3. Ticket prices at the new Yankee and Mets stadiums -- WTF! Maybe I've been sniffing too many Sharpie markers lately but I could have sworn we were in a recession. Yet, ticket prices for our beloved NY baseball teams have sky-rocketed and I, for one, can't afford any seat that's not in the bleacher section (which no longer sells alcohol so that's definitely not an option lol). But, I guess through good economic times and bad, we will stick by our teams. They can take away our jobs and our homes but they cannot take away our freedom...to buy $4 hot dogs and $8 beers!

4. Syracuse Orange -- WTF! I just don't get it...orange what? Orange itself cannot be a mascot because it's a color and colors do not possess any animate qualities. They used to be the Orangemen (and Orangewomen)...why can't they go back to that? At least it made some sense. Or maybe they can be the OrangeS because their mascot looks like an orange and probably is designed to be one anyway. There is a world of possibilities here but my personal vote goes to the Orange-Headed Yogurt Slingers.
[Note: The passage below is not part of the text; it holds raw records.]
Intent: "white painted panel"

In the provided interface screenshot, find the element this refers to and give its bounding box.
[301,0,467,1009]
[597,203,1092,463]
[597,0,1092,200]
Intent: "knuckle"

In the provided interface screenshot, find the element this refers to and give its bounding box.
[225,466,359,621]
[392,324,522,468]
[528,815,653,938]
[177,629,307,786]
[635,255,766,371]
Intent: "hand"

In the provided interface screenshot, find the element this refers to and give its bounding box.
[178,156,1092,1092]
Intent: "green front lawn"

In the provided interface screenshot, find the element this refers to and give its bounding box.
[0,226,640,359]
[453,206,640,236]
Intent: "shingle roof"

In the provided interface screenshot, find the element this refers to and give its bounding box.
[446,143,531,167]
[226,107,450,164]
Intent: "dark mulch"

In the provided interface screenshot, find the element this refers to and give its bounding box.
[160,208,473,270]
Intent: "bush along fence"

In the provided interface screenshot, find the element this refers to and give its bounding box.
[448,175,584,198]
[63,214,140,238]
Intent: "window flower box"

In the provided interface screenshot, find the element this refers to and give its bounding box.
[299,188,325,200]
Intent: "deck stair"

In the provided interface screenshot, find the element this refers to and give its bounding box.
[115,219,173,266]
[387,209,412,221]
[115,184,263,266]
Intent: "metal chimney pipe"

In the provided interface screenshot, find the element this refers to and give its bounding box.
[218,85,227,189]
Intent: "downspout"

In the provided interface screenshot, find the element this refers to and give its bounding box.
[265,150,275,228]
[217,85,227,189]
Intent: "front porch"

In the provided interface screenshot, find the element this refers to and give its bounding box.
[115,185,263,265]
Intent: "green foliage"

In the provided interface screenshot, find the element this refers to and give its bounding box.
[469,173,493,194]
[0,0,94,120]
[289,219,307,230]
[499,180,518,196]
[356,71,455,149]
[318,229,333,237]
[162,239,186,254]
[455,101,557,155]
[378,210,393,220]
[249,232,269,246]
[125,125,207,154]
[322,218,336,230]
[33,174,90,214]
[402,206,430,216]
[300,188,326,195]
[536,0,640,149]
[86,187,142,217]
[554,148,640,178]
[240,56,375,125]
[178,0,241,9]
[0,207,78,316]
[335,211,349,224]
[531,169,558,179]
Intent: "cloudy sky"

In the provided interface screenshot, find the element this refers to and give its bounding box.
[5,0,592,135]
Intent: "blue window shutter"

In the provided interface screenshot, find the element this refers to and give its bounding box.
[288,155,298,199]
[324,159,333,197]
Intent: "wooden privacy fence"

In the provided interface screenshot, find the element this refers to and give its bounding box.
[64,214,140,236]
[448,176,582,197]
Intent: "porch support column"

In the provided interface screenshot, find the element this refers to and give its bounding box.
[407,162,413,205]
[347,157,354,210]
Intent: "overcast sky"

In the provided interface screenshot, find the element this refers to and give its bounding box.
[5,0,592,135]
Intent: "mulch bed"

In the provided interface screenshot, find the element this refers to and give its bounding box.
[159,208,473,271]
5. Working on Good Friday -- WTF! I don't really think this one needs any explanation so I'll just say that it really bites!

I'm going to leave you with my man Gilles' smoldering hot Paso Doble from this week's DWTS:



If my body gets any hotter, someone's going to need to call the NY fire dept. to come put me out. God, he is delicious...this Easter, skip the Peeps and get me one of him please!!!